The writer begins by giving the refugee industry’s talking points about security screening, but you need to know that for the Syrian resettlement, the Obama Administration has reduced screening time down to 3 months.

megan-wadin
Megan is a graduate of the University of St Andrews, UK where she studied Human Geography. She volunteers with Heartland Alliance and the Pan African Association’s refugee resettlement programs in Chicago. In the future she hopes to pursue a Graduate Degree in Refugee Studies.

Then in this next section, I was stunned, flabbergasted, to see how much Illinois taxpayers have been ponying-up for refugee and immigrant “services.” You need to find out how much your state is spending.  And, this below doesn’t even mention the cost of welfare payments and the cost of educating the kids!
(Editor: I split this paragraph in to segments for easier reading):

Agencies funded at the state level remain particularly vulnerable to the budget impasse in Illinois.
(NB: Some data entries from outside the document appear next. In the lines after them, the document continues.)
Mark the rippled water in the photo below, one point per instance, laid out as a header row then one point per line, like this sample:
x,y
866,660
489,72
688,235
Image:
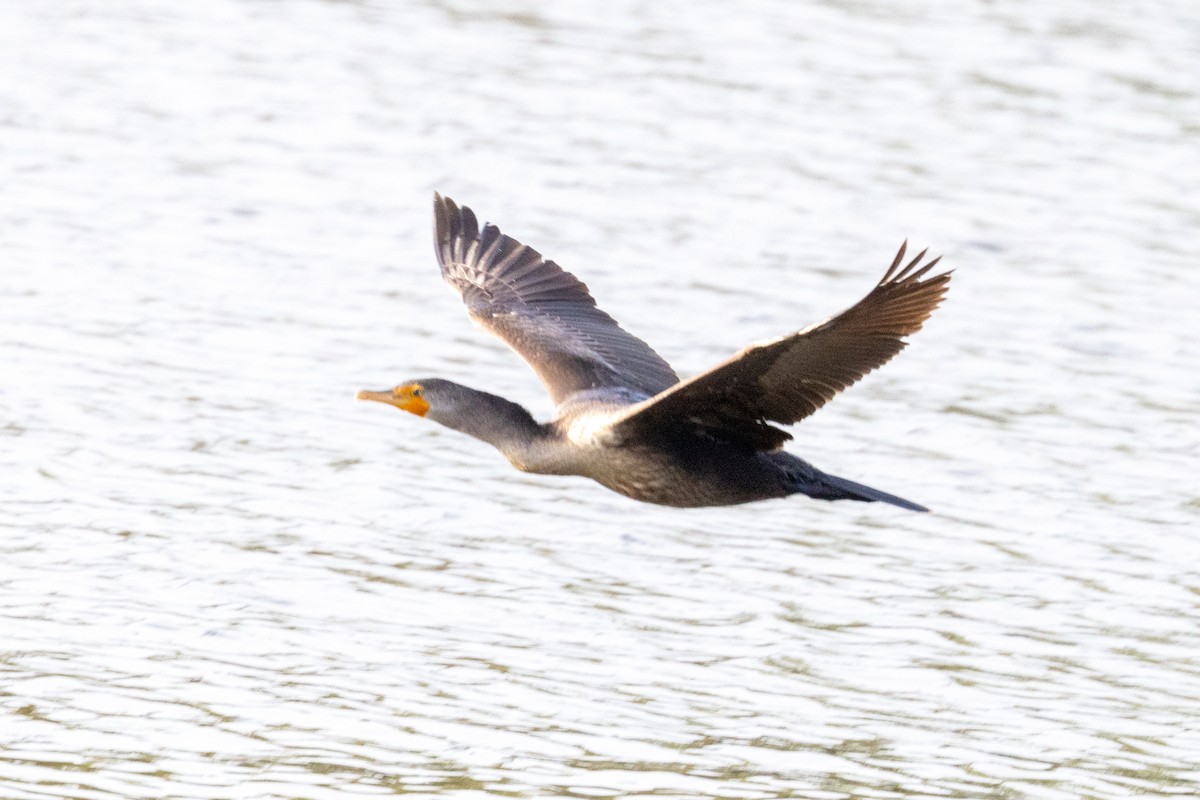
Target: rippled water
x,y
222,578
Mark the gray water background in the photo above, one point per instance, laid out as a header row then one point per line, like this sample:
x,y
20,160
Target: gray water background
x,y
222,578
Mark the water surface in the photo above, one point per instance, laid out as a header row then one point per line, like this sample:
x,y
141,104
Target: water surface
x,y
222,578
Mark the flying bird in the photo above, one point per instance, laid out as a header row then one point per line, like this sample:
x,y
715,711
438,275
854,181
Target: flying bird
x,y
622,416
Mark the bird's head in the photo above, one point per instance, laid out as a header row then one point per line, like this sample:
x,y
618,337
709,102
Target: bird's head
x,y
413,397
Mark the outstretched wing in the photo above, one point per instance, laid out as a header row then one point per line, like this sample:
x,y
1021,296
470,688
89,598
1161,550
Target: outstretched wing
x,y
790,378
540,311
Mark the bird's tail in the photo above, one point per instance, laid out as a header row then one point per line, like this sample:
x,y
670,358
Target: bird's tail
x,y
831,487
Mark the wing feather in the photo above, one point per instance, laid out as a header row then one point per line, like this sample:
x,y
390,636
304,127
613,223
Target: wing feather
x,y
539,310
792,377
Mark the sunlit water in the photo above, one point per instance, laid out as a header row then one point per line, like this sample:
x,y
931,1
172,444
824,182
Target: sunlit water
x,y
222,578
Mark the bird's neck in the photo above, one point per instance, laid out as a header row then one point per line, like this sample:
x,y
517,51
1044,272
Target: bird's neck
x,y
502,423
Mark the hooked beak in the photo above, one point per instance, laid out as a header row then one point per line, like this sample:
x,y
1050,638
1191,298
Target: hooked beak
x,y
402,400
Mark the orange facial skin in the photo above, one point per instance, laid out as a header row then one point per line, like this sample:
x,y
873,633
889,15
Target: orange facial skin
x,y
407,397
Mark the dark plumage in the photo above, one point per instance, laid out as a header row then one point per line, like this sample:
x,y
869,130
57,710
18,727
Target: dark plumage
x,y
623,417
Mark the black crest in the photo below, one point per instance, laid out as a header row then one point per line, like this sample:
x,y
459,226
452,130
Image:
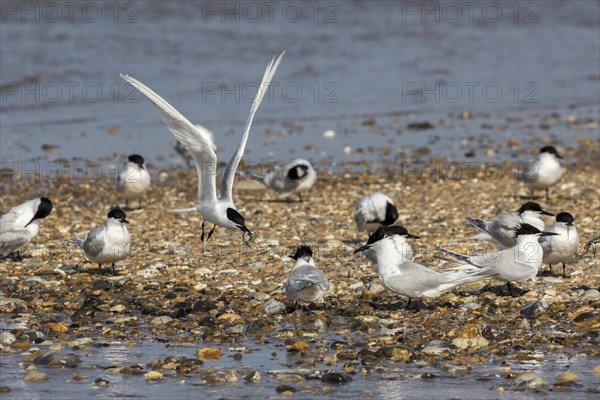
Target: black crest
x,y
118,214
136,159
237,219
549,149
44,208
297,172
533,206
302,251
526,229
565,218
530,206
387,231
391,214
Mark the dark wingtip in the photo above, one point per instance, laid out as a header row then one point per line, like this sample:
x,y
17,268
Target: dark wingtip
x,y
302,251
526,229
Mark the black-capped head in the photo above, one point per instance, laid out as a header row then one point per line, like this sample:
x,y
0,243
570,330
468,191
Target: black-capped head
x,y
118,214
384,232
136,159
297,172
550,150
526,229
391,214
565,218
43,210
238,220
302,251
533,206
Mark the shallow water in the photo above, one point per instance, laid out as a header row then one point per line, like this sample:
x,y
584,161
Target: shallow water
x,y
365,71
387,380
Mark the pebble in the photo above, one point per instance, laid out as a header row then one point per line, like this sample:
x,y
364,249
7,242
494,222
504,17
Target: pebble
x,y
273,307
162,320
529,380
256,265
591,294
153,376
253,377
36,376
7,338
566,377
534,309
81,343
58,360
335,378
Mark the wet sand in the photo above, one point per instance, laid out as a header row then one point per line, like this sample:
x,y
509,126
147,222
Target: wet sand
x,y
176,296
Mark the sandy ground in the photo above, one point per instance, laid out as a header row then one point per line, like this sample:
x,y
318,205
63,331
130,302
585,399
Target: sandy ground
x,y
217,291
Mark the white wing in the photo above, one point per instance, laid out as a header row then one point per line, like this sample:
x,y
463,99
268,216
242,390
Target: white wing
x,y
208,135
189,136
19,216
228,178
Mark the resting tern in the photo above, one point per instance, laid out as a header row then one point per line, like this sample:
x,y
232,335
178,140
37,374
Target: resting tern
x,y
134,181
374,210
501,230
20,225
518,263
306,283
542,173
109,243
562,247
295,177
218,210
406,277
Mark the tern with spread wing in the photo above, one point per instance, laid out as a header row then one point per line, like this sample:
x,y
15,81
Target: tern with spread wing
x,y
20,225
217,209
501,230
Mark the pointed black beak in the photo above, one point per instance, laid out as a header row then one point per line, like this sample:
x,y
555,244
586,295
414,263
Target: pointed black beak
x,y
361,249
549,234
247,234
32,219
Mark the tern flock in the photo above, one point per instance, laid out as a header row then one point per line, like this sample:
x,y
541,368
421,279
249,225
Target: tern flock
x,y
522,241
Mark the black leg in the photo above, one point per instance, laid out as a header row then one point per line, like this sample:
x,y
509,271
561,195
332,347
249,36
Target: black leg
x,y
211,232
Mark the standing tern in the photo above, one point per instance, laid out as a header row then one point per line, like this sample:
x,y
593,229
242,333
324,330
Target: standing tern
x,y
501,230
218,210
20,225
134,181
306,283
562,247
295,177
518,263
542,173
406,277
397,235
374,210
109,243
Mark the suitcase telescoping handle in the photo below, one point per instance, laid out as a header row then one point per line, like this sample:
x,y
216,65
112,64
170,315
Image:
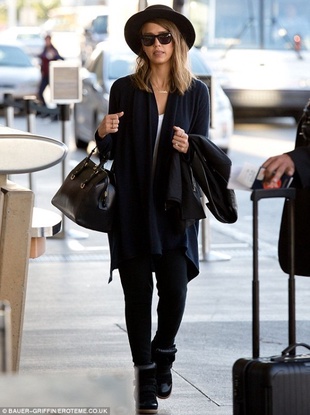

The impasse has led to cuts for several services including the Immigrant Family Resource Program, which “assists immigrants in determining whether they are eligible for public benefits and enables the state to meet federally mandated language-access obligations***”. [They have a whole agency which determines if refugees/immigrants are eligible for welfare!—ed]

Funding was also cut for The New Americans Initiative, ending the program’s ‘citizenship application assistance and outreach’. Over 200 employees were laid off in the Refugee and Immigrant Services sector, as an additional 100 positions remain severely at risk. [Illinois had 300 employees doing this!—ed]

The Director of the Illinois Coalition for Immigrant and Refugee Rights, Breandan Magee, has quoted over 102,000 clients this year as going without services as a result of these funding cuts. Non-state funded groups like the Syrian Community Network in Chicago, who provide resettlement services for Syrian refugees, try to fill that gap in state funding. But they have to rely on community donations to fund their training and other programs.

More here.
The Illinois Coalition for Immigrant and Refugee Rights is an activist group promoting open borders which we have mentioned often over the years. Click here to see those posts.
***This reference to “federally mandated language-access obligations” is about a Clinton era EXECUTIVE ORDER that Bush could have rescinded but didn’t. Trump? It says that you, local and state taxpayers, must provide at your expense interpreters whenever refugees/immigrants have problems with any institution receiving federal funding for medical care, school systems, criminal justice system, etc.
About the photo:  Ahhhh! there is a degree in Refugee Studies!  Will they hire me to be a guest lecturer?